Published 3/1/2013
Catherine Boudreaux

Is a Permanent Fix Close?

Movement to replace SGR gaining momentum

For more than a decade, physicians have been subject to annual threats of reductions in reimbursement—each larger than the previous year’s. The Sustainable Growth Rate (SGR), which debuted in 1997 as a Medicare cost containment strategy, has called for cuts in Medicare payments to physicians every year since 2002. Congress has repeatedly intervened to postpone the cuts, but each time it does so, the cost of “fixing” the formula increases.

A recently released report from the Congressional Budget Office (CBO), however, is giving new energy to efforts to repeal the SGR formula and replace it with a more realistic measure. The CBO’s latest budget outlook estimates that freezing the formula for 10 years would cost $138.3 billion—significantly less than both the $316 billion price tag projected just a year ago, and the $243.7 billion estimate from November 2012.

According to the CBO, the decrease is “primarily because of lower spending for physicians’ services in recent years.” Because the formula ties future payment updates to the difference between spending in previous years and estimated spending established by law, the lower spending now would result in payment increases in 2015.

The American Association of Orthopaedic Surgeons (AAOS) is working with several stakeholders to develop proposals that aim to ultimately repeal and replace the flawed formula.

Experts agree that any effort to repeal the SGR must occur quickly before the CBO reassesses its scoring methods. Glenn Hackbarth, who chairs the Medicare Payment Advisory Commission, has urged lawmakers to move quickly, because “the sale may not last forever. If experience is any guide, projections of this sort vary over time.”

Lawmakers seem to be listening. House Energy and Commerce Committee Chairman Rep. Fred Upton (R-Mich.) recently announced his intentions for the House to pass a permanent fix to the SGR before the August recess, and two proposals have been introduced for this very purpose.

Reintroduced legislation
In early February, Reps. Allyson Schwartz (D-Pa.), Joe Heck (R-Nev.), and seven other cosponsors reintroduced the Medicare Physician Payment Innovation Act (HR 574), bipartisan legislation that was initially introduced in 2012.

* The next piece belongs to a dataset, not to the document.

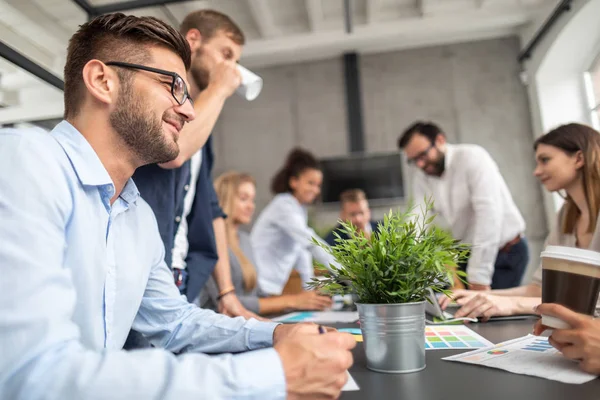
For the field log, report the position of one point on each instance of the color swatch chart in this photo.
(444, 337)
(528, 355)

The legislation would keep payment rates at their current level until Jan. 1, 2015 and repeal the SGR. In its place, a stable payment schedule would be established so physicians can anticipate changes to Medicare reimbursement. The bill gives differential payments to primary care providers and providers who administer “preventive services.” The bill would also provide incentives for physicians to use bundled payment models such as an episode of care payment. Such models should take into account the severity and complexity of patient diagnoses. The bill also asks the Government Accountability Office to perform an analysis of alternative payment and delivery models.

Draft proposal
The House Ways and Means and the Energy and Commerce Committees jointly introduced a draft proposal to repeal and replace the SGR in three phases. According to the proposal, any repeal must satisfy the following criteria:

  • not increase the deficit
  • involve the physician community and other stakeholders
  • foster clinically meaningful care for patients
  • encourage achievable improvements in quality, efficiency, and patient outcomes based on physician-endorsed measures
  • be applicable to all specialties, practice arrangements, and geographic locations
  • encourage quality and efficiency over volume
  • motivate all stakeholders to adopt reforms

The first phase would be a period of “predictable, statutorily defined payment rates” enabling physicians to transition to and play a prominent role in payment reform.

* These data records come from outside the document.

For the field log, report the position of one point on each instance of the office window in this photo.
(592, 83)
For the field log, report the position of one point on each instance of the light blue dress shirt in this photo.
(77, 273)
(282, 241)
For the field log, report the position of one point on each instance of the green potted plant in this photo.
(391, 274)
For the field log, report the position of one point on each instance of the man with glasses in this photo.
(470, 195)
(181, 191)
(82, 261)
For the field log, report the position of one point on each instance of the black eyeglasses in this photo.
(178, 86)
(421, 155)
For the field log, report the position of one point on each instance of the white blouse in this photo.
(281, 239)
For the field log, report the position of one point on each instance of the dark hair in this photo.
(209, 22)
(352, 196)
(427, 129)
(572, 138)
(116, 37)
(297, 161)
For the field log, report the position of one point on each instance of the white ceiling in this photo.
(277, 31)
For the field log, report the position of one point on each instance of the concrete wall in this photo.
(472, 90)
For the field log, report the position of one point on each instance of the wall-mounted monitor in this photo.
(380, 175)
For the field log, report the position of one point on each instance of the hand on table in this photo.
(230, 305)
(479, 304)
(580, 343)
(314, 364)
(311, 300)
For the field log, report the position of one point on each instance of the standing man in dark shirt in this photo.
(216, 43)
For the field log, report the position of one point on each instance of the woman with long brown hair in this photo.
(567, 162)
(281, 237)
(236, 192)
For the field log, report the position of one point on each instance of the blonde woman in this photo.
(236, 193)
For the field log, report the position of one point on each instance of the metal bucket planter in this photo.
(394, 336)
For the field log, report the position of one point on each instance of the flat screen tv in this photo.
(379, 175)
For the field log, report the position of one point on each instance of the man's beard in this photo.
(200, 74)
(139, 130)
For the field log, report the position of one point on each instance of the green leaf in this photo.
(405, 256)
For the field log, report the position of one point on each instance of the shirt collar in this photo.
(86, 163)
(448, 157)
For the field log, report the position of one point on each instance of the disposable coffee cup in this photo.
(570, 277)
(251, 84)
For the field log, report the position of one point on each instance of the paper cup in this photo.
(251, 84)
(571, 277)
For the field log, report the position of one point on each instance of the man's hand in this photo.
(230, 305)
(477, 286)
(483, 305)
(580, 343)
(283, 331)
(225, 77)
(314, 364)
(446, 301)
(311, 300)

The second phase would reform the current payment system and provide positive payment updates based on a physician’s performance on meaningful, physician-endorsed measures of care quality and participation in clinical improvement activities. Specialty societies would be involved in developing the quality measures. Physicians will be provided with timely access to data so they can adjust their practices accordingly. An appeals process will be established to ensure accuracy, and rankings will be risk-adjusted among physician specialties.

The last phase would afford physicians the opportunity to earn additional payments based on the efficiency of care. Plans to develop complementary reforms would also be considered.

Neither legislative proposal identifies how the projected cost of a full SGR repeal would be paid for. AAOS remains committed to working with Congressional representatives to identify appropriate sources that will not increase the burden on physicians nor decrease access to patient care.